What matters is that you're alive, and sound in body and mind.  Anything else is a bonus.  I know that it's relatively easy for me to say that as I'm relatively unaffected: I'm still working in the stable, enjoying freedom and fresh air and surrounded by animals, and haven't gone broke.  But even if I were not so fortunate, the principle would still apply for as long as the sun keeps rising in the mornings.

We keep hearing about the 'blitz spirit' but one does not have to go back to the early '40s, ie beyond living memory for most people, to put things into perspective.  I saw something very good on the internet earlier in the week.  Someone must have observed that it's tough on these children having their senior year of school, 'the best days of our lives', disrupted like this.  I'm guessing that the reply came from either the USA or Australia as, hard though it is to believe nowadays, Britain's politicians managed not to get dragged into that particular conflict, whereas the other countries fell for it and introduced conscription.  The reply was that from 1964 to '70 many youngsters spent their senior year in Vietnam, and at least today's children will be coming home at the end of it.

Every cloud has a silver lining, even if it can be hard to spot, and the silver lining to this week's clouds has been that there have been no clouds.  Absolutely idyllic spring weather.  Cold, but - frosty mornings and afternoon temperatures no higher than 13 degrees - but perfect.  Neither a breath of wind nor a cloud in the sky.  Unbroken sunshine from dawn to dusk. And that's been a blessing.  Sadly that's gone as of this morning, but we can live with that as lovely weather will return at some point.
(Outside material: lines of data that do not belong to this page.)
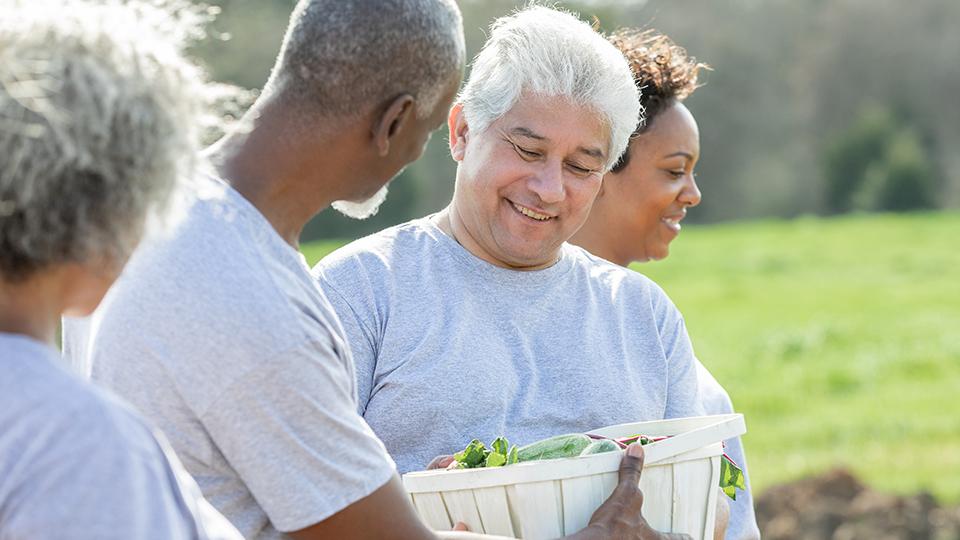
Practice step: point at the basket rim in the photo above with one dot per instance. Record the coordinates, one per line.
(692, 438)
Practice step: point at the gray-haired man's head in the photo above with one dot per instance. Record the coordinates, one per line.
(549, 52)
(340, 58)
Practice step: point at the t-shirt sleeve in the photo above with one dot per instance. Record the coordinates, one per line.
(290, 430)
(360, 338)
(682, 386)
(103, 480)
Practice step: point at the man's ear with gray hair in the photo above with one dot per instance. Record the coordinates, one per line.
(398, 113)
(459, 131)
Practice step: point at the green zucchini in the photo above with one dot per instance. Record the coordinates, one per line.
(599, 447)
(561, 446)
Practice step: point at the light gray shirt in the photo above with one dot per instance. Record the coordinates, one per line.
(77, 463)
(449, 348)
(743, 519)
(219, 334)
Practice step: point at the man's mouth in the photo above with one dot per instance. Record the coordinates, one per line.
(532, 214)
(673, 222)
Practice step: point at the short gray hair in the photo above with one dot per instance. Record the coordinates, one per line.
(99, 114)
(550, 52)
(341, 57)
It takes a bit of queueing to get into the supermarket at the moment but, having seen the weather forecast, I made sure that I went yesterday, however long a wait there was going to be.  I only stood in line for just over half an hour, but however long it had taken would not have been a problem.  Plenty of people there would have had nothing else to do and would have been glad of the excuse to be outdoors.  I wasn't quite in that category as I still have plenty to do, albeit I am (pleasantly) less busy than normal, but even so it was no imposition.  One thing is certain: three hours spent queuing in warm sunshine would be far preferable to three minutes spent queuing in cold wind and rain.

Anyway, it's Saturday morning and I've finished morning stables, ridden my four lots and done the other things which that involves.  I've had my breakfast/lunch; sorted through some stuff on the computer; collected my wits and got my energy levels back up; written this chapter of the blog (not that I had anything to say, as you'll have gathered if you've waded through these six paragraphs of drivel, but I wanted an excuse to post a handful of the photographs which I have taken in this lovely weather); and now I'm heading back outside to do a more couple of hours of long-overdue maintenance work on the property before starting evening stables.  So I'm lucky enough still to be able to be using my days productively.